"The fellow's not very prepossessing," he told me, of an evening when he had dined with us, "but I've been on the bench long enough to be skeptical of any fixed good or bad type—I've found that the criminal type is any type that goes wrong; so I shouldn't go so far as to call this chap a bad egg. But—I hope you are reasonably sure of him, father?"
"Reasonably," said I, composedly.
"Laurence tells me Madame and Mary Virginia like the fellow. H'm! Well, I've acquired a little faith in the intuition of women—some women, understand, and some times. And mark you, I didn't say judgment. Let us hope that this is one of the times when faith in intuition will be justified."
Later, when he had had time to examine the work progressing under the flexible fingers of the silent workman, he withdrew with more respect.
"I suppose he's all right, if you think so, father. But I'd watch out for him, anyway," he advised.

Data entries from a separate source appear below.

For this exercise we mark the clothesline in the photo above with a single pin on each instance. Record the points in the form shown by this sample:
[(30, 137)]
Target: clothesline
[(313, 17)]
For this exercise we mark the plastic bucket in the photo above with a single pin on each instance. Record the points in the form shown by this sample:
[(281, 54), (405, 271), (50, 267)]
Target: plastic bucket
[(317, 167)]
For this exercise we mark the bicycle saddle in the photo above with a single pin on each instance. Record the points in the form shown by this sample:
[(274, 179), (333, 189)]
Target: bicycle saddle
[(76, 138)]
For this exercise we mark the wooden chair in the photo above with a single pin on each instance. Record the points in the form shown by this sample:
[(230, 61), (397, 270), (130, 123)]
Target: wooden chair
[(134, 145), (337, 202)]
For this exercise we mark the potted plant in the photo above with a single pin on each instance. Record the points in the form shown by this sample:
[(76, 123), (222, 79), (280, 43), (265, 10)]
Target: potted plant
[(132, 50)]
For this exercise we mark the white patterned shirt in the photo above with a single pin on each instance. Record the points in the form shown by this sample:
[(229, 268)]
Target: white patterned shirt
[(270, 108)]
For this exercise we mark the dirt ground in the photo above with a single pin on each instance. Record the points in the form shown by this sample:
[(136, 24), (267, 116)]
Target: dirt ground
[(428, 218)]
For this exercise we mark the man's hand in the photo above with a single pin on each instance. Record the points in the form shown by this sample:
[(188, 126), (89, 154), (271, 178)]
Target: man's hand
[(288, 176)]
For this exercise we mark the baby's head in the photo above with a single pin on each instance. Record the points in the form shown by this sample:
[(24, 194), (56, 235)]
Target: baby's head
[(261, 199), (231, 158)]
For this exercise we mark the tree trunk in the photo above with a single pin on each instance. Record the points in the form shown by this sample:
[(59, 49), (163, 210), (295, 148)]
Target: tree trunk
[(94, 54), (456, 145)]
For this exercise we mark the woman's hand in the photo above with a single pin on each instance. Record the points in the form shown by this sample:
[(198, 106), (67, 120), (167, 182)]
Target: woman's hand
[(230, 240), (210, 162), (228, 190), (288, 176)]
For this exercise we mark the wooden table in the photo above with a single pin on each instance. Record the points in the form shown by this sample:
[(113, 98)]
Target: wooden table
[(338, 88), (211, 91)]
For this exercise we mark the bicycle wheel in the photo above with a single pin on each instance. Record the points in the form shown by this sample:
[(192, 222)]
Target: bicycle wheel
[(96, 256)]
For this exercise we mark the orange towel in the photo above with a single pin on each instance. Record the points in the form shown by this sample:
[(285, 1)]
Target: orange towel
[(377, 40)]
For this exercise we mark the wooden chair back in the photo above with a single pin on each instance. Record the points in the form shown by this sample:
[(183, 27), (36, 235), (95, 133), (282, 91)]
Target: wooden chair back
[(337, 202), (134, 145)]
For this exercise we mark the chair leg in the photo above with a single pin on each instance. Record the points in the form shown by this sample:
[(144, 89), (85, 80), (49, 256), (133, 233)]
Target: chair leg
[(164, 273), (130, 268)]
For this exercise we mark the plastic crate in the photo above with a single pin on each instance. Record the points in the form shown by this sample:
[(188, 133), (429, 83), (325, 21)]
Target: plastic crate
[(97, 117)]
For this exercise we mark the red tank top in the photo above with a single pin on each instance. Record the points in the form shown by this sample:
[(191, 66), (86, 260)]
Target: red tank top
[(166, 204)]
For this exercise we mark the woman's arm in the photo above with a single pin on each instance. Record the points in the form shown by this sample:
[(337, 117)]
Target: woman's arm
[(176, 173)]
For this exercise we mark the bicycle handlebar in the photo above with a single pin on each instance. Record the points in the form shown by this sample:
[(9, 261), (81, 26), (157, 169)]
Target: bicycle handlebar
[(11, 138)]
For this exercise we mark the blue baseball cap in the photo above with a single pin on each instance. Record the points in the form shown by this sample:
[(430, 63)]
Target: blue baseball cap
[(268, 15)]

"That is exactly what I intend to do."
"Rather he fell into your hands than mine. Better for him," said the judge, briefly. Then he launched into an intimate talk of Laurence, and in thus talking of the boy's future, forgot my helper.
That was it, exactly. The man was so unobtrusive without in the least being furtive. Had so little to say; attended so strictly to his own business, and showed himself so utterly and almost inhumanly uninterested in anybody else's, that he kept in the background. He was there, and people knew it; they were, in a sense, interested in him, but not curious about him.
One morning in early autumn—he had been with us then some eight or nine months—I went over to his rooms with a New York newspaper in my hand. It had news that set my heart to pounding sickeningly—news that at once simplified and yet complicated matters. I hesitated as to whether or not I should tell him, but decided that whatever effect that news might produce, I would deal with him openly, above board, and always with truth. He must act and judge for himself and with his eyes open. On my part there should be no concealment.
The paper stated that the body of a man found floating in the East River had been positively identified by the police as that of Slippy McGee. That the noted crook had gotten back into New York through the cunning dragnet so carefully spread for him was another proof of his daring and dexterity. How he met the dark fate which set him adrift, battered and dreadful, in the East River, was another of those underworld crimes that remain unsolved. Cunning and dangerous, mysterious in his life, baffling all efforts to get at him, he was as evilly mysterious in his death. There was only one thing sure—that this dead wretch with the marks of violence upon him was Slippy McGee; and since his breath had ceased, the authorities could breathe easier.